Başka bir deyişle, Chun Yeowun’un bunu yapabilmesi için Üstün Usta veya daha üst bir seviyede olması gerekiyordu.
“Düşündüm de, bunu akademide yaptığımı hiç sanmıyorum.”
“Ha?”
“Bir taşı kırmanın ne anlamı var?”
Tik!
Chun Yeowun elini ortadaki taşın üzerine koydu.
Müdür Oh’un gözlerinde bir parıltı vardı.

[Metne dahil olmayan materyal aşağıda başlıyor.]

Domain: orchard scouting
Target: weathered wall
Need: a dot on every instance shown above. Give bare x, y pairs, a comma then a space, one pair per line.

Chun Yeowun’un qi’sini bile yükseltmeden ne yapmayı planladığından emin değildi.
İşte o zaman.
Çat!
“Ugh!”
Chun Yeowun taşa dokunduğu anda yukarıdan bir çatlak belirdi.
“Ne?
Sonra Chun Yeowun çamurla oynar gibi elini kaldırmadan yavaşça üst levhadan aşağıya indirdi.
Kwakwakwa!
Chun Yeowun’un eli levhaları parçaladı ve yere düştü.
‘!!!’
Herkes şok olmuştu.
Murim departmanına mensup herkes şaşkınlık içindeydi.
So Yang-hyeon da bir istisna değildi.
“Hayır… Olamaz!
Müdür Oh, kurabiye gibi ezilmiş safir levha parçalarına bakarken ağzı açık kalmıştı.
Hayatında pek çok test yapmıştı ama bu ilk kez gördüğü bir şeydi.
‘Kılıç qi bile kullanmadı ve onları sadece iç enerjisiyle ezdi…’
Chun Yeowun’un yöntemleri normal olmadığı için düzgün bir değerlendirme yapamadı.
Tüm levhalar yukarıdan gelen baskı enerjisi tarafından ezildi.
Chun Yeowun gülerek şöyle dedi.
“Test mi? Çok komiksiniz. Bu çok aptalca bir şaka.”
“Şaka mı?”
“Bununla ne yapacaksın? Ahşap, fayans, taş… safir. Bir nesneyi kesmek ve kırmak. Rakip canlı olmadığı için karşı koyamaz bile.”
Bu sözlerle birlikte elini hafifçe savurdu.
Kesik!
Kılıç hedefe doğru gitti ve levhayı ikiye böldü.
Güm!
Yarılan levha yere düştü.
Bu kılıç qi’si ya da enerjisi değildi.
“Bu da neydi?
Müdür Oh o kadar şaşırmıştı ki ne diyeceğini bilemiyordu.
Chun Yeowun Müdür Oh’a döndü ve sordu.
“Benimle dövüşecek olan sen misin?”
‘!?’
Yutkundu!
Bu soru karşısında Müdür Oh’un yüzü soldu.